Там кто-то стоит. Сердце Мари сжимает невидимая рука. Страх: плетями по спине, голодный желудок, унижение достоинства приорессы. Так тому и быть. Она не станет молиться попусту, просить Пресвятую Деву прекратить это. Шаги ее тяжелы, она поднимается к берегу. Вырисовывается бледное лицо в темном хабите: сестра Эльфгифу, весноватые круглые щеки, длинные бледные ресницы, древний саксонский род.
Приорессе приспела охота устроить ночное купание, со смехом в голосе спрашивает Эльфгифу. Как странно французский звучит в устах этих англичанок, тридцать лет в обители, а ухо выросшей на континенте все не привыкнет.
Нет, отвечает Мари, это было смирение плоти. А теперь, когда она знает, что сестра за ней наблюдала, и смирение гордыни.
Сестра Эльфгифу протягивает руку, помогает вытащить тяжелое тело на берег. Какая она невеличка, впрочем, как все они по сравнению с Мари, макушка Эльфгифу ей до ключиц. Сестра помогает Мари снять убор, покров, чепец.
Эльфгифу говорит, что слышала, как приоресса выбежала во двор, и догадалась, куда та идет. Мать Эльфгифу тоже рано утратила проклятие Евы. Однажды они видели, как она в метель совала снег себе за корсаж.

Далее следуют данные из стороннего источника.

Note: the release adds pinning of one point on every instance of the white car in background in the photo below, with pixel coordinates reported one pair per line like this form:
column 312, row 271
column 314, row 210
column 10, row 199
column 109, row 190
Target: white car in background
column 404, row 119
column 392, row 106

Дыхание ночи так приятно шевелит стриженые волосы Мари, прохладный воздух облекает голову. Эльфгифу наклоняется, берется за подол скапулярия, с усилием поднимает его. Теперь подол хабита. Такая свобода. Оторопь: сестра тянется к подолу льняной сорочки, но в обители не обнажаются, в обители раздеваются догола лишь раз в месяц, чтобы помыться, у ночи есть глаза. Но после пруда Мари охватила истома: всякий раз, как вспышка жара покидает ее тело, кажется, будто из него вынули кости. Что за беда, если Эльфгифу ей поможет. И Мари позволяет обнажить свою кожу, взгляд сестры точно прикосновение пальцев, в руках ее сухое льняное полотнище, оно трется в ночи о ее тело. Эльфгифу укутывает Мари чистым полотнищем, коснувшись чепцом ее обнаженной груди.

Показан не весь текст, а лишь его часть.